Maybe women in general are more instrospective about what they want in their lives.. and society is more willing to let them do that. If a guy gives up a biology PhD to become a stay-at-home dad.. that would raise eyebrows.
desfontaines
Jan. 4th, 2006 10:15 pm (UTC)
Working with teenagers every day, I completely disagree with the premise that being the one raising the kids is a copout. Students who actually have a parent who is usually at home are, on average, far more successful than those who do not. The problem is that society as a whole generally disregards this contribution, which requires the sacrifice of many of the things that it deems evidence of "success."
desfontaines
Jan. 4th, 2006 10:16 pm (UTC)
Ah yes... and all those studies that show how well children from elite families do in school? Gee, their mothers are more likely to choose to stay home. Gosh, no possible link there, no, not at all.
ripresa
Jan. 4th, 2006 11:39 pm (UTC)
And in the poorer families where both parents are busy trying to pay the rent.. the children tend to get less attention.
nickjong
Jan. 4th, 2006 10:18 pm (UTC)
Thank you for the links! I found the Hirshman article very engaging, although I would question its unspoken assumption that elite women have been defecting to domestic lives because our patriarchal society conditions them to choose such ignoble work. The article presents data supporting the existence of the defection but not for this notion that any women who chooses the home over the workplace must be insufficiently empowered, brainwashed by the mores of a patriarchal society.

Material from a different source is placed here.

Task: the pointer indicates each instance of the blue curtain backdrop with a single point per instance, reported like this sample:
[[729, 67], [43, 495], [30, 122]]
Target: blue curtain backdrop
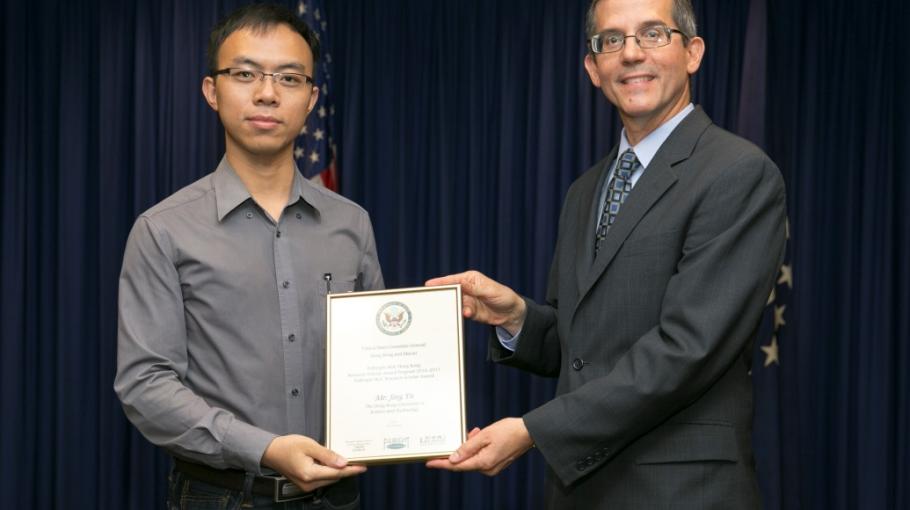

Instead, it moves directly to suggestions for how to break through this new glass ceiling in the home. By my lights, the language of this article ironically counteracts what I perceive to be one of the important achievements of feminism: the elevation in stature of domestic work relative to professional work.

Now, it's certainly possible that the tendency for some women to end their professional careers creates a stereotype that is harmful to those women who actually don't care to become housewives. The absence of female role models among the captains of industry is a very real problem for such women. However, the answer to these problems is not to goad unwilling women into the workplace. The battlefront for feminism should remain in the workplace, in changing the attitudes of those who believe that all women belong at home, which in the end is perhaps only as simplistic as the belief that exactly half of all workers must be women.
ripresa
Jan. 4th, 2006 11:39 pm (UTC)
"However, the answer to these problems is not to goad unwilling women into the workplace"

Very true. There's a lot of unwilling men in the work place...

I don't believe that domestic work has been elevated to professional work. Also, iirc, I have read of a study that show housewives are in general less satisfied then women who work.

I guess it's more of a hope that women who do choose to be housewives do it for the right reasons, and not because the patriachal society has led them to think that is the best option.